The API uses advanced AI to:

1. Load and analyze the content from the provided URL
2. Understand your extraction requirements from the prompt
3. Extract the relevant data
4. Format the results according to your JSON schema

## Endpoint

```
POST https://api.wetrocloud.com/v1/extract/
```

## Example Request (Structured Output)

This example shows how to extract data in a structured JSON format by providing a `json_schema`:

<CodeGroup>
  ```python Python theme={null}
  import requests
  import json

  url = "https://api.wetrocloud.com/v1/extract/"

  headers = {
      "Content-Type": "application/json",
      "Authorization": "Token <api_key>"
  }

  payload = {
      "link": "https://theweek.com/news/people/954994/billionaires-richest-person-in-the-world",
      "prompt": "Extract the names and networth of Billionares in the article",
      "json_schema": [
          {"name": "string"},
          {"networth": "number"}
      ],
      "delay": 2
  }

  response = requests.post(url, headers=headers, data=json.dumps(payload))
  print(response.json())
  ```

  ```javascript JavaScript theme={null}
  const url = "https://api.wetrocloud.com/v1/extract/";

  const headers = {
    "Content-Type": "application/json",
    "Authorization": "Token <api_key>"
  };

  const payload = {
    link: "https://theweek.com/news/people/954994/billionaires-richest-person-in-the-world",
    prompt: "Extract the names and networth of Billionares in the article",
    json_schema: [
      { name: "string" },
      { networth: "number" }
    ],
    delay: 2
  };

  fetch(url, {
    method: "POST",
    headers: headers,
    body: JSON.stringify(payload)
  })
    .then(response => response.json())
    .then(data => console.log(data))
    .catch(error => console.error("Error:", error));
  ```

  ```bash cURL theme={null}
  curl --location 'https://api.wetrocloud.com/v1/extract/' \
    --header 'Content-Type: application/json' \
    --header 'Authorization: Token <api_key>' \
    --data '{
      "link": "https://theweek.com/news/people/954994/billionaires-richest-person-in-the-world",
      "prompt": "Extract the names and networth of Billionares in the article",
      "json_schema": [
        {"name": "string"},
        {"networth": "number"}
      ],
      "delay": 2
    }'
  ```
</CodeGroup>

**Response:**

```json theme={null}
{
  "response": [
    {
      "name": "Elon Musk",
      "networth": "$462 billion"
    },
    {
      "name": "Larry Ellison",
      "networth": "$340 billion"
    },
    {
      "name": "Mark Zuckerberg",
      "networth": "$258 billion"
    },
    {
      "name": "Jeff Bezos",
      "networth": "$244 billion"
    },
    {
      "name": "Larry Page",
      "networth": "$221 billion"
    },
    {
      "name": "Sergey Brin",
      "networth": "$207 billion"
    },
    {
      "name": "Bernard Arnault",
      "networth": "$197 billion"
    },
    {
      "name": "Steve Ballmer",
      "networth": "$179 billion"
    },
    {
      "name": "Jensen Huang",
      "networth": "$158 billion"
    },
    {
      "name": "Michael Dell",
      "networth": "$156 billion"
    }
  ],
  "success": true
}
```

## Request Parameters

| Parameter     | Type    | Required | Description                                                                            |
| ------------- | ------- | -------- | -------------------------------------------------------------------------------------- |
| `link`        | String  | Yes      | The URL of the website to extract data from                                            |
| `prompt`      | String  | Yes      | Instructions describing what data to extract                                           |
| `json_schema` | Array   | No       | The structure defining your desired output format. If not provided, returns plain text |
| `delay`       | Integer | No       | Delay in seconds before extraction (useful for dynamic content). Default: 0            |

### The `json_schema` Parameter (Optional)
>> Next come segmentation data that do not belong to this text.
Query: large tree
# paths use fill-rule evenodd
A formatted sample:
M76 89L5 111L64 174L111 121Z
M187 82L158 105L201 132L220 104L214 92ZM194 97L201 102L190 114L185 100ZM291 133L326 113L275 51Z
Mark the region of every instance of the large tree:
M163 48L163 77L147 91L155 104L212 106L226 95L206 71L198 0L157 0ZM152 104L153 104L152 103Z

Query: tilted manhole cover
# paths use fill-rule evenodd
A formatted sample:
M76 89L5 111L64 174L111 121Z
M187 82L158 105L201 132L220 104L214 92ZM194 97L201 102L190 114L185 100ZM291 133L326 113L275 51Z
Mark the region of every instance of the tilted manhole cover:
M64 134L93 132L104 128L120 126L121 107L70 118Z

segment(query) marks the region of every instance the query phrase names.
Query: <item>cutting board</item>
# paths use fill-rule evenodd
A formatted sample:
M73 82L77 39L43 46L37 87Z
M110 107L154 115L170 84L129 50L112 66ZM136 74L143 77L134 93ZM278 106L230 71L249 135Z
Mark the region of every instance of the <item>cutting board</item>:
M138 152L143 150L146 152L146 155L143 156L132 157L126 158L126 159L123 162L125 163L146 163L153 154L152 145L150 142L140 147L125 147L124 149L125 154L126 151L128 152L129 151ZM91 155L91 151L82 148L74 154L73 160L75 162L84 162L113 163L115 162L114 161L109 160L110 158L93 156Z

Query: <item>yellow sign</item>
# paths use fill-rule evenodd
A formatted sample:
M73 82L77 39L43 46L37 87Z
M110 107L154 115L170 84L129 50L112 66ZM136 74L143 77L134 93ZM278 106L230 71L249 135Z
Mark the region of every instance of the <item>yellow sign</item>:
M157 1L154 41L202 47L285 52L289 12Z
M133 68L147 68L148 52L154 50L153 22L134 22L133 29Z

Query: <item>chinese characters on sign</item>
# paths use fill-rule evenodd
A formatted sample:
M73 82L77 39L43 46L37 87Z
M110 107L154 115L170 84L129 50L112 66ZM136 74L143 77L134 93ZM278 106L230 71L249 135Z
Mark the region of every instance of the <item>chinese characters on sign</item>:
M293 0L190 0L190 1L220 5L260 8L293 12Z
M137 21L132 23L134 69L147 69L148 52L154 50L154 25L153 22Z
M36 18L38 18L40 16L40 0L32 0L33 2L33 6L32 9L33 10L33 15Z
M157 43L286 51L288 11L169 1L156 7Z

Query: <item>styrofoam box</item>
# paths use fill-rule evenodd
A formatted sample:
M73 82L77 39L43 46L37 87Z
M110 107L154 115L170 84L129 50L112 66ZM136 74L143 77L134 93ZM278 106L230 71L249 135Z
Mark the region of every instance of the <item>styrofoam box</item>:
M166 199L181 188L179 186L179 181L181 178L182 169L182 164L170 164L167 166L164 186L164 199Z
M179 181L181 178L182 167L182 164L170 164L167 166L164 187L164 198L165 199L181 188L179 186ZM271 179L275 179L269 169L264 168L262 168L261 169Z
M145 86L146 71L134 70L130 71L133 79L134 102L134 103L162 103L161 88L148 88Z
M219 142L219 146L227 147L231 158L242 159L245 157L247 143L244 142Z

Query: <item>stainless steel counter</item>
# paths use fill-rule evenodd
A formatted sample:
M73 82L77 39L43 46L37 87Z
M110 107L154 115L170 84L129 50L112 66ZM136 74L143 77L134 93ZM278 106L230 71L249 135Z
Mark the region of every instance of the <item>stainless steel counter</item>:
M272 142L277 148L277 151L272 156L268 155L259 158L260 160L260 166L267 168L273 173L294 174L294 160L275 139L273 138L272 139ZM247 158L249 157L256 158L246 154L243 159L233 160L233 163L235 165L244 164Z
The `json_schema` parameter defines the structure of the data you want to extract. It's an array of objects where each object represents a field in your output.

**When to use:**

* Use `json_schema` when you want structured data in a specific format
* Omit `json_schema` when you want a plain text response

**Format:**

```json theme={null}
[
  {"field_name": "data_type"},
  {"another_field": "data_type"}
]
```

**Supported data types:**

* `"string"` - Text values
* `"number"` - Numeric values
* `"boolean"` - True/false values

**Example schemas:**

Single object extraction:

```json theme={null}
[
  {"title": "string"},
  {"price": "number"},
  {"in_stock": "boolean"}
]
```

Multiple items extraction (same schema, returns array):

```json theme={null}
[
  {"name": "string"},
  {"networth": "number"}
]
```

### The `prompt` Parameter

The `prompt` tells the AI what information to extract. Be specific and clear about what you want.

**Good prompts:**

* "Extract the names and net worth of all billionaires mentioned in the article"
* "Get all product names, prices, and ratings from this page"
* "Find all email addresses and phone numbers in the contact section"

**Tips for better prompts:**

* Be specific about what data you want
* Mention if you want all instances or just specific ones
* Indicate any filtering criteria

### The `delay` Parameter

Use the `delay` parameter when extracting from dynamic websites that load content via JavaScript. The delay gives the page time to fully load before extraction begins.

**When to use:**

* Single-page applications (SPAs)
* Pages with lazy-loaded content
* Dynamic dashboards
* Sites with JavaScript-rendered content

## More Examples

### Extract Billionaire Data (Plain Text Response)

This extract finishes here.